Page:A History of the Knights of Malta, or the Order of St. John of Jerusalem.djvu/391

This page has been proofread, but needs to be validated.
the Knights of Malta.
361

forced to relinquish the strife, and to retire in despair to the shelter of their trenches.

It would be a tedious task to describe the constant succession of assaults by which Solyman endeavoured to regain the advantage which had been lost on the first attempt. In each case, the means employed, both in the attack and defence, were always the same. The sudden alarm caused either by the explosion of a mine or the rush of a storming column, the hasty call to arms, the ringing of the bells, whereby the impending danger was notified to the garrison generally, the onset of the Moslem, the firm stand of the knights, the fiercely-shouted war-cry ringing out on either side, the roar of artillery, the incessant rattle of small arms, the flashing of Greek fire, and the fatal hissing of the seething pitch poured on the foe as they clambered over the breach; such were always the leading features of the picture; what need therefore to repeat the tale? The results are the only real points of importance, and these were invariably the same. Though the assaulting columns numbered thousands and tens of thousands selected from the flower of the Ottoman. army, whilst the defenders consisted of but a handful of Christians, harassed, exhausted, and weakened by their previous efforts, still upon each occasion the swarms of the infidel were forced to recoil from the impassable barrier.

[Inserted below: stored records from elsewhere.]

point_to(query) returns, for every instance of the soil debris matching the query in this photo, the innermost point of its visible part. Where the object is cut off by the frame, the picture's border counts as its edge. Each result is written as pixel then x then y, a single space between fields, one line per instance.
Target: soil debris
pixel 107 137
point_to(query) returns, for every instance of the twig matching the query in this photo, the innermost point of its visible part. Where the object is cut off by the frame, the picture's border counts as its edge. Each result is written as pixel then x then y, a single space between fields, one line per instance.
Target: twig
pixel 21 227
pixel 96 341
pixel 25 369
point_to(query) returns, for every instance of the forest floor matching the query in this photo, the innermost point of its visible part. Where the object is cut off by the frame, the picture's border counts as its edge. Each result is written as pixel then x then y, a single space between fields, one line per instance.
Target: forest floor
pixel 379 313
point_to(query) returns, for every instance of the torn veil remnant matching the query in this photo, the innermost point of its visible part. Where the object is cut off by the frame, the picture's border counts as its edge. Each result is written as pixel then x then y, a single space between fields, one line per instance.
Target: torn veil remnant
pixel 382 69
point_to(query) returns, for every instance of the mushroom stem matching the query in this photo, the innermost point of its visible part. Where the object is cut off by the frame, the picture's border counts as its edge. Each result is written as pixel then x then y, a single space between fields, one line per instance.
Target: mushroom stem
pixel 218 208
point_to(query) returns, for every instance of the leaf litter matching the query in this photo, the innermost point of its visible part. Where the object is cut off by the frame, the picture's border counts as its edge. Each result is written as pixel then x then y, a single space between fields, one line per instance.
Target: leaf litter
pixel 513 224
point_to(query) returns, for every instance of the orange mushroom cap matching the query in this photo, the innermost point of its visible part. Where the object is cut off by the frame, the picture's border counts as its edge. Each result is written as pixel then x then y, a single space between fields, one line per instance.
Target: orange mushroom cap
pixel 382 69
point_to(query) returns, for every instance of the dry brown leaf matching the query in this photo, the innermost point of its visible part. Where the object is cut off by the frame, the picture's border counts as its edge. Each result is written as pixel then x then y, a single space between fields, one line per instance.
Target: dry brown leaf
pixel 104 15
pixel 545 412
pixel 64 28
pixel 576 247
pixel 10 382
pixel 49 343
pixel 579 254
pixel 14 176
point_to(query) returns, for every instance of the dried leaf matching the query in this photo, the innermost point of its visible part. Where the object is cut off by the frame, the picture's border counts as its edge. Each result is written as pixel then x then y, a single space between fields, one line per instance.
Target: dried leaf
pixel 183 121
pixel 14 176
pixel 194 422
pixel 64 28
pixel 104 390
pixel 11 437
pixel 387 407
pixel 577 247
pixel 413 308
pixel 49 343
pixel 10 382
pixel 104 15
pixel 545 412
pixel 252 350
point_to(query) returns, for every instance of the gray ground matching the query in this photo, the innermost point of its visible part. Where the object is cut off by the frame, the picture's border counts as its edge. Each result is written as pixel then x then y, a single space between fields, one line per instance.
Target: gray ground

It is thus that Ahmed Hafiz describes some of these assaults: “The Mussulmans descended into the ditch, carrying their fascines with them, whilst the best marksmen fired on all who dared to show their heads above the crest of the parapet. Clinging to the walls like polypi, the assailants mounted steadily under the storm of fire and steel, which rained on them from the ramparts; the noise of musketry, the discharge of cannon, the cries of the combatants filled the air with a confused tumult. Not content with receiving the victorious[1] with fire and steel, the besieged also poured on them caldrons of boiling pitch and tar. The brave soldiers of Islam fell by hundreds, and the angels opened the gates of Paradise to their souls, for from the summit of the fortress were hurled masses of rock and of metal upon the ladders crowded with men. By

  1. Hafiz always speaks of the Ottoman forces as “the victorious,” even when impartially recording their failures.